De prime abord, les réseaux sociaux ont un rôle plutôt positif. Ils favorisent les contacts sociaux et permettent de lutter contre la solitude. 
 
Mais, consommés de manière excessive, les études montrent qu’ils entraînent de l’anxiété, des troubles du sommeil, des sautes d’humeur voire de la dépression chez les jeunes. Pourquoi un tel impact sur la santé mentale des adolescents ?  

La cyberdépendance

De nombreux jeunes (et adultes) développent une vraie addiction aux réseaux sociaux. Il s’agit d’un trouble psychologique qui se caractérise par le besoin excessif d’utiliser les plateformes. Le fait de se connecter, de scroller, de recevoir un like envoie une décharge de dopamine (l’hormone de la récompense) au cerveau. Comme une drogue, ce shoot de plaisir conditionne notre comportement. Nous continuons à scroller de manière automatique même si nous n’en avons plus vraiment envie. Cette addiction a un réel impact sur le bien-être. Les jeunes ont du mal à retrouver ce “stimulus” de plaisir dans le monde réel et s’en désintéressent.

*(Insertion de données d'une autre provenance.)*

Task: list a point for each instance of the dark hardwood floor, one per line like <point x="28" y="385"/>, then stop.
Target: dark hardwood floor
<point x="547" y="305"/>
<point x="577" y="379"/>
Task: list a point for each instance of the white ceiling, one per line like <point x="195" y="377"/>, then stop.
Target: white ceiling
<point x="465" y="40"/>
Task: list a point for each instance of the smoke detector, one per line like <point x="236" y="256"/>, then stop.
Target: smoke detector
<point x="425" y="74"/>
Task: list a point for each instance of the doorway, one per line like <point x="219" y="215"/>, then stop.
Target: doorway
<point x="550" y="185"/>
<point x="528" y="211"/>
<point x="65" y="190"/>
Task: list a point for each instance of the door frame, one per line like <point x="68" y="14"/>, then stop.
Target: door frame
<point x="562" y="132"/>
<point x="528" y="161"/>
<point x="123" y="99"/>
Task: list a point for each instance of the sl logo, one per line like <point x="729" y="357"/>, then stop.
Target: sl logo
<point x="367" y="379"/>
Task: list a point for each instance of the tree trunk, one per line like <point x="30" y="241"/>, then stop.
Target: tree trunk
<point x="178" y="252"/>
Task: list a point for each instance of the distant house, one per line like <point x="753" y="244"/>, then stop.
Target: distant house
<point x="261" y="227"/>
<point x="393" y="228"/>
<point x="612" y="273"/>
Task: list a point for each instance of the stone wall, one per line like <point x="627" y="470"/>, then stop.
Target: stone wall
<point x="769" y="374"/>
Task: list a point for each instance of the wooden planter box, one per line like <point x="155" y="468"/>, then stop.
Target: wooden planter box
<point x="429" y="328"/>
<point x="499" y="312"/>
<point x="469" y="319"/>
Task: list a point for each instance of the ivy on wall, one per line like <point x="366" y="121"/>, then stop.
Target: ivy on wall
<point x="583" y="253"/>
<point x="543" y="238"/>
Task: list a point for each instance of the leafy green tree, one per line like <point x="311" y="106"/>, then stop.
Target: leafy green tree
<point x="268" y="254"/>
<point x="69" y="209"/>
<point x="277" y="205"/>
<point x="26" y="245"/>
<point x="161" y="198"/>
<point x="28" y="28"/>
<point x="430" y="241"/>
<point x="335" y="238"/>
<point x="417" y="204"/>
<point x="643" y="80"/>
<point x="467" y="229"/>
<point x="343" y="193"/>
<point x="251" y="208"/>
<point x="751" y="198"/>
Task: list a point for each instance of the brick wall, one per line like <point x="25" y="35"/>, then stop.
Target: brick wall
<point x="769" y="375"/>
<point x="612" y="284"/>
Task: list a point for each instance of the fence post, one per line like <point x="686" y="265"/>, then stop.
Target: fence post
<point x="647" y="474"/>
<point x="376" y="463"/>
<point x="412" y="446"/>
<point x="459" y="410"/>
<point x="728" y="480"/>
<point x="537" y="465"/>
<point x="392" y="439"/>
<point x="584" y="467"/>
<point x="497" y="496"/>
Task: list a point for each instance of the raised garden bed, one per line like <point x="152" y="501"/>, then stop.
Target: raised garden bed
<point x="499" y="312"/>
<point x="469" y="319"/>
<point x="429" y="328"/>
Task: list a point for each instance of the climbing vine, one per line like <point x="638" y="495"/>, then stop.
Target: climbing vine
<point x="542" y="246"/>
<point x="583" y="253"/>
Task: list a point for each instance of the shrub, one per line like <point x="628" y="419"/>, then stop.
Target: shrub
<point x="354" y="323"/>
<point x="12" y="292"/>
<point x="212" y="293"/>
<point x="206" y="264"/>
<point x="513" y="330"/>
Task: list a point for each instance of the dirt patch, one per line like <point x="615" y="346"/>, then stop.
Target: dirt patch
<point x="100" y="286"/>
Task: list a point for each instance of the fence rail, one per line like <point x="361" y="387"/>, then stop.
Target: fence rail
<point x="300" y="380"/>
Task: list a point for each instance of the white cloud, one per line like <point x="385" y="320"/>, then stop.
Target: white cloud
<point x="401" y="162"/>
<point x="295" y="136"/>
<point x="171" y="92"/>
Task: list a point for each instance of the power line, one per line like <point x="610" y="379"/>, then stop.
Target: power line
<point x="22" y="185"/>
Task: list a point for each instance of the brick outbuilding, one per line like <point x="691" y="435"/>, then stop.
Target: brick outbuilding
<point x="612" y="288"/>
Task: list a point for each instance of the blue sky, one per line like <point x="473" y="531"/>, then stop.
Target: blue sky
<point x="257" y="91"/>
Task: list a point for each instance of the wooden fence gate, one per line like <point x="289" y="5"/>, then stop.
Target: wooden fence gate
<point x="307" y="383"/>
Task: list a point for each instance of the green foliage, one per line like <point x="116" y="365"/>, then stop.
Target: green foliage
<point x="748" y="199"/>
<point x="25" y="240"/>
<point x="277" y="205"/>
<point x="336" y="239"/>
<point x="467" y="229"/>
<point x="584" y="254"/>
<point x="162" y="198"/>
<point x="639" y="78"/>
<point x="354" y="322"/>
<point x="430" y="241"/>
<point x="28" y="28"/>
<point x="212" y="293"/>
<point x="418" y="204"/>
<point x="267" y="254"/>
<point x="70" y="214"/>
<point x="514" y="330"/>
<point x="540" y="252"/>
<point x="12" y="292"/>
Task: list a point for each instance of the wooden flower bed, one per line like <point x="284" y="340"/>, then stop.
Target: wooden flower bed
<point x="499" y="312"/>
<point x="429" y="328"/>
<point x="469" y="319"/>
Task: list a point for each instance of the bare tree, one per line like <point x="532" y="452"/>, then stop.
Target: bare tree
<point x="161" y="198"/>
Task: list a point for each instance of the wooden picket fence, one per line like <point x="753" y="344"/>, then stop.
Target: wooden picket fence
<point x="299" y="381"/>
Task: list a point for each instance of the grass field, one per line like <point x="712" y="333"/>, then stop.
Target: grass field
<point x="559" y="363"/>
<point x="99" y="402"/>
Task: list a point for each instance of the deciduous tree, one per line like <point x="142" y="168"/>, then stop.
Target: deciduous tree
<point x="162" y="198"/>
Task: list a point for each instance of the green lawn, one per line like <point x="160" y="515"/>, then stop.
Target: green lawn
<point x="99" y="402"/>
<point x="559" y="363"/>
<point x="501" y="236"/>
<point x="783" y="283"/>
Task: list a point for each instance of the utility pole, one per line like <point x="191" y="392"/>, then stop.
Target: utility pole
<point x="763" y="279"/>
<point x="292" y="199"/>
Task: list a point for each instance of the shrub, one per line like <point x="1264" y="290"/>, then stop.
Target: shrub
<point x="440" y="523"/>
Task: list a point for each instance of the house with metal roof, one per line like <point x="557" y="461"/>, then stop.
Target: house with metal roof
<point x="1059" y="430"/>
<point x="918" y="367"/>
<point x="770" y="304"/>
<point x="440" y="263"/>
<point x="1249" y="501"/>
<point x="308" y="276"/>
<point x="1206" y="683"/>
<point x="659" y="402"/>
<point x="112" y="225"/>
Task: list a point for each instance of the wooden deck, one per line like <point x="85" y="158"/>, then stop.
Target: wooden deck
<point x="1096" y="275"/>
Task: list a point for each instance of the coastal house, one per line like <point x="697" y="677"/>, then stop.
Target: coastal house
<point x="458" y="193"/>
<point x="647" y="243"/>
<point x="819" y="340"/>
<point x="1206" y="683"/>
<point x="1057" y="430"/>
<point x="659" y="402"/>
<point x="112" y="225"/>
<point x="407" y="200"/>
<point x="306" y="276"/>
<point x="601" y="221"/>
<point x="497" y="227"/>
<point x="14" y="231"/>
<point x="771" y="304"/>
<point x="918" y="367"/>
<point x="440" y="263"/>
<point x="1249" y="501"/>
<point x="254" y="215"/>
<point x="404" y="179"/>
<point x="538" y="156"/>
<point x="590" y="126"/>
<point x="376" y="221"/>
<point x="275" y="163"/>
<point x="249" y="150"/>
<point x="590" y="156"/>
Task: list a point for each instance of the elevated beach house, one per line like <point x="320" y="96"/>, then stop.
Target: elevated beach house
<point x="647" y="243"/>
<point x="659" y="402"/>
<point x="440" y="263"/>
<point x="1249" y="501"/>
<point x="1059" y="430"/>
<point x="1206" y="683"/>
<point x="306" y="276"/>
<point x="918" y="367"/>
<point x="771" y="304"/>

La baisse de l’estime de soi

L’adolescence est un âge où l’on craint par-dessus tout d’être rejeté par les autres. L’apparence physique et la réputation sont donc cruciales pour les jeunes. Or, sur les réseaux sociaux, on peut retoucher et filtrer les photos ce qui crée un décalage avec la réalité. Les jeunes se comparent à des standards de beauté irréels. Résultat : l’estime de soi est au plus bas. Une enquête a révélé qu’Instagram aggravait les 
les problèmes d'image corporelle chez une adolescente sur trois.

Impulsivité

Les réseaux sociaux sont des plateformes sur lesquelles on peut partager tout ce qui nous passe par l’esprit instantanément. Les adolescents ont tendance à poster “sous le coup de l’émotion”. Une fois l’émotion retombée, ils peuvent ressentir de la gêne et de la honte.

Le cyberharcèlement

En Belgique, on estime qu’un jeune sur trois a déjà été victime de cyberharcèlement. Malheureusement, trop peu d’ados osent en parler de peur que le harcèlement s’intensifie. Les victimes souffrent de troubles du sommeil, d’automutilation ou de dépression pouvant mener à des pensées suicidaires. 


Voir aussi l'article : Harcèlement sur Internet : en parlez-vous avec votre enfant ?

Comment protéger la santé mentale de vos adolescents ?

Interdire les réseaux sociaux à ses enfants n’est évidemment pas une solution. Les professionnels de la santé mentale recommandent avant tout de sensibiliser les jeunes aux risques des réseaux sociaux.
En tant que parents, vous avez un rôle à jouer :

  • Maintenez le dialogue tout en respectant leur vie privée. Informez-les sur les risques que représentent les plateformes. Si vos enfants se sentent en confiance, ils se tourneront vers vous en cas de besoin.
  • Encouragez vos enfants à favoriser les échanges réels, à pratiquer un sport et à sortir de chez eux. Montrez-leur l’exemple.
  • Proposez-leur de limiter le temps passé sur leur téléphone. Déterminez avec eux des endroits “interdits au smartphone” dans la maison (la chambre à coucher par exemple). A vous aussi de respecter la règle.
  • Proposez-leur de masquer les “likes” ou de bloquer les notifications.
Des outils existent pour accompagner les jeunes sur les réseaux sociaux. La Cybersquad est une plateforme d’entraide et d’information des jeunes pour les jeunes. Elle traite de tous les problèmes qu’on peut rencontrer sur les réseaux sociaux.
En cas de cyberharcèlement ou si le jeune éprouve le besoin de parler à quelqu’un, appelez le 103 rendez-vous sur le site 103ecoute.be.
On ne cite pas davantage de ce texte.